In conclusion, this study shows that the number of childhood TB cases notified in Myanmar is higher than the WHO estimates, the number of notified patients is declining by 7–8% every year, approximately one of five childhood TB cases notified are diagnosed and treated in the private sector and the treatment success rate of these cases is very high. The declining trend needs to be monitored; assessing the reasons for the decline is an area for future research.
Acknowledgments
This research was conducted through the Structured Operational Research and Training Initiative (SORT IT), a global partnership led by the Special Program for Research and Training in Tropical Diseases at the World Health Organization (WHO/TDR, Geneva, Switzerland). The model is based on a course developed jointly by the International Union Against Tuberculosis and Lung Disease (The Union, Paris, France) and Médecins Sans Frontières (MSF, Geneva, Switzerland). The specific SORT IT programme that resulted in this publication was jointly developed and implemented b: The Union South-East Asia Office, New Delhi, India; the Centre for Operational Research, The Union, Paris, France; The Union, Mandalay, Myanmar; The Union, Harare, Zimbabwe; MSF Luxembourg Operational Research (LuxOR); MSF Operational Centre Brussels (MSF OCB); Jawaharlal Institute of Postgraduate Medical Education and Research (JIPMER), Puducherry, India; Velammal Medical College Hospital and Research Institute, Madurai, India; the National Centre for Tuberculosis Control and Prevention, China CDC, Beijing, China; and Khesar Gyalpo University Medical Sciences of Bhutan, Thimpu, Bhutan.
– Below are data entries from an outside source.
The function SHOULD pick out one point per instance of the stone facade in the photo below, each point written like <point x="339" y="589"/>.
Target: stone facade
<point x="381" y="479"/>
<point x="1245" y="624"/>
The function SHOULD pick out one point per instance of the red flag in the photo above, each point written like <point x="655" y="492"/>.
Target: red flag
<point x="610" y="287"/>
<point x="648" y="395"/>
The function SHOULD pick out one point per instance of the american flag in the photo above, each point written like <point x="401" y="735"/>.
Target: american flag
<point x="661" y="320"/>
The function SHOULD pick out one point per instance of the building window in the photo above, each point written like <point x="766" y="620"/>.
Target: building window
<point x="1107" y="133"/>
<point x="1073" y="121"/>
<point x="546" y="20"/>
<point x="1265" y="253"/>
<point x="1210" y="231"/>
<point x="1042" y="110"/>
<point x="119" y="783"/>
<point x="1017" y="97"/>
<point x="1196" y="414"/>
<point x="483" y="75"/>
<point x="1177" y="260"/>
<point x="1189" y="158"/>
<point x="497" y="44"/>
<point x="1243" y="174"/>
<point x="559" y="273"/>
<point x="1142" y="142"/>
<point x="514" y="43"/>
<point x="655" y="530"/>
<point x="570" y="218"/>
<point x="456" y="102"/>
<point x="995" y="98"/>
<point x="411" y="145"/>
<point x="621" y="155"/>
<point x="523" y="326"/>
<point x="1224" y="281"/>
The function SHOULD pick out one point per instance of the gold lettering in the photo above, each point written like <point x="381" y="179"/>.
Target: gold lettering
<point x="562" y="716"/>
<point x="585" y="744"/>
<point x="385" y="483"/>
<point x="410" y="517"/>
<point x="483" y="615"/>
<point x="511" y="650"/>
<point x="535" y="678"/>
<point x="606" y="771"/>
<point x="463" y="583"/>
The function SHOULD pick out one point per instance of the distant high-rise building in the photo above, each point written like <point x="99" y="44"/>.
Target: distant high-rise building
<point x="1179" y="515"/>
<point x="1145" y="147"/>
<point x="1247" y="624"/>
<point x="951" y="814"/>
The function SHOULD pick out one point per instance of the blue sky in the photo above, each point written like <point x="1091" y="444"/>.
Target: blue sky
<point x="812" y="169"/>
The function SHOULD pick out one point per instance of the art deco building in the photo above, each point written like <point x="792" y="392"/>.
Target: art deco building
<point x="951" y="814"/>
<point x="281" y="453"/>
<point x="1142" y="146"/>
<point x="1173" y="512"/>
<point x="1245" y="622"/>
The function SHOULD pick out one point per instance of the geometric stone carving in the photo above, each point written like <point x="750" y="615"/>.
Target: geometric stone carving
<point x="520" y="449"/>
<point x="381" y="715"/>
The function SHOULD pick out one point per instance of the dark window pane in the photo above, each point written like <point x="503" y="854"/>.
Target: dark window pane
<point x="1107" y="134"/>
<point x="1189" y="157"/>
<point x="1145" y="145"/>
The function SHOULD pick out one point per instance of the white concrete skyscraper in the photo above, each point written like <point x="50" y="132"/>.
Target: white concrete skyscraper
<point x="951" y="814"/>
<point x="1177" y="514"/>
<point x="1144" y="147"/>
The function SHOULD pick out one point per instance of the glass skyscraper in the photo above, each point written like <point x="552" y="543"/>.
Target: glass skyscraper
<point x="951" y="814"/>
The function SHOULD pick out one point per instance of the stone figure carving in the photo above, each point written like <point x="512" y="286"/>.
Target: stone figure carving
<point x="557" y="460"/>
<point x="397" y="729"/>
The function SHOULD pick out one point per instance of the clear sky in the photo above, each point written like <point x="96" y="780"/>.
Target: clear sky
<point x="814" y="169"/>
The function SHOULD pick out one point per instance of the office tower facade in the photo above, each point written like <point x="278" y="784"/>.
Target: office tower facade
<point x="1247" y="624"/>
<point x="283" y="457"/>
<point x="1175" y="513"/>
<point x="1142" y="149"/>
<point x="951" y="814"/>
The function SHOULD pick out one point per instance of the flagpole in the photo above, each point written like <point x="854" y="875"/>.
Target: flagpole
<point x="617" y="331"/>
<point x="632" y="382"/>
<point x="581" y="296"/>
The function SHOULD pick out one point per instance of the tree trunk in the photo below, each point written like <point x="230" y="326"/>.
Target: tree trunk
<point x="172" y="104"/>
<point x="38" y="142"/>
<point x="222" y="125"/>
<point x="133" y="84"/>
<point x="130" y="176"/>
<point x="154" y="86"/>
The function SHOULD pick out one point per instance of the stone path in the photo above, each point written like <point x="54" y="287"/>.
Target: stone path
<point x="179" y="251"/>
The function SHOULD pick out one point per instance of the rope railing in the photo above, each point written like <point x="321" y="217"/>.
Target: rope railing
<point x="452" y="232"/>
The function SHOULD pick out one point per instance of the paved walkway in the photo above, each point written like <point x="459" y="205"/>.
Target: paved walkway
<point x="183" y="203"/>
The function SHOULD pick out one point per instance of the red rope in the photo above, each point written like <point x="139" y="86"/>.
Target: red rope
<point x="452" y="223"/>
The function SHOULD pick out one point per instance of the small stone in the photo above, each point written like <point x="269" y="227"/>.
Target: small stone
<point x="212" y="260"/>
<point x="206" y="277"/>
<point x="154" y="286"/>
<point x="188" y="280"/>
The authors acknowledge the support of National TB Programme (NTP, Yangon, Myanmar), Population Service International (PSI)/Myanmar (Yangon, Myanmar), the Myanmar Medical Association (Yangon, Myanmar) and Department of Medical Research (Yangon, Myanmar) for this study. The training programme was funded by the Department for International Development (DFID), London, UK. The funders had no role in study design, data collection and analysis, decision to publish, or preparation of the manuscript.
Footnotes
Conflicts of interest: none declared.